There seems to be a consensus among economists and policy experts that the UK needs a more conservative fiscal policy. And not before time either, given that we have been operating a cyclical budget deficit for the past five or six years, despite years of uninterrupted economic growth and low unemployment. Unfortunately there is also a consensus that the state of the public finances will not allow for much radicalism.
The policy response being adopted by both opposition parties is, at a basic level, quite similar. Neither the Conservatives or the LibDems are promising up-front tax cuts, but both are committed to making the tax system simpler, fairer and flatter and to shifting the burden of taxation away from production (taxes on income and profits) towards consumption (more specifically, taxes on pollution).
As long as the proceeds of green taxes are really used to bring down taxes in other areas, I have no problem with them. All things being equal, we want to encourage production and discourage pollution, so the policy makes sense. And of course, the ASI has been campaigning for tax simplification for years, so any moves in the direction would be very welcome.
However, even simplifying taxes can turn out to be harder than expected. The trouble is that the winners from simplification tend to be ungrateful and the losers tend to be aggrieved. And if you’re not cutting taxes overall there are always going to be losers from simplification.
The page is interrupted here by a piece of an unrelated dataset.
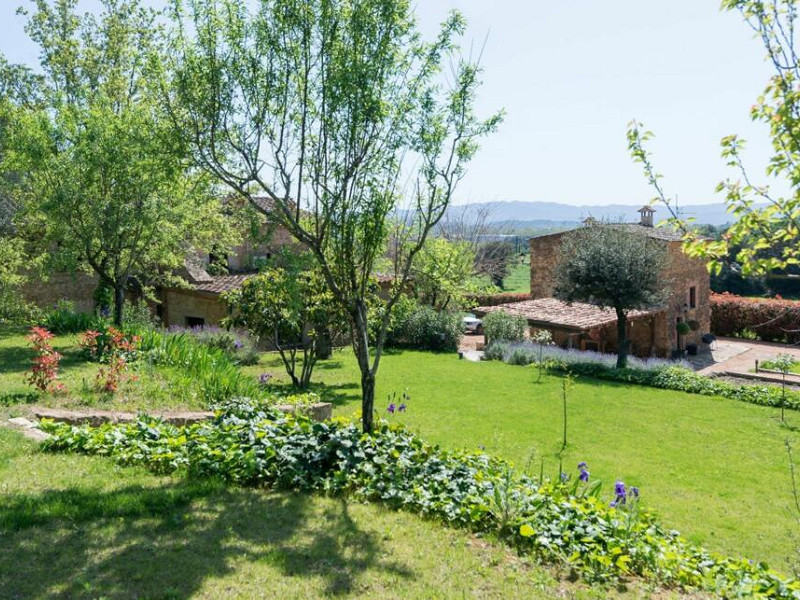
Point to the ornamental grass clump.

That probably means you need a very clear manifesto commitment to simpler taxes, especially if you’re going to have a small majority (almost inevitable after the next election).
Another option is to introduce lower, simpler taxes through an alternative, opt-in tax system like the one advocated by Fred Thompson in his ill-fated US presidential bid. People could opt-out of PAYE and into a self-assessed flat tax system instead. Over time most people would probably opt for the simpler system, and we would end up with a much better tax system without having to fight major battles over the removal of popular complexities.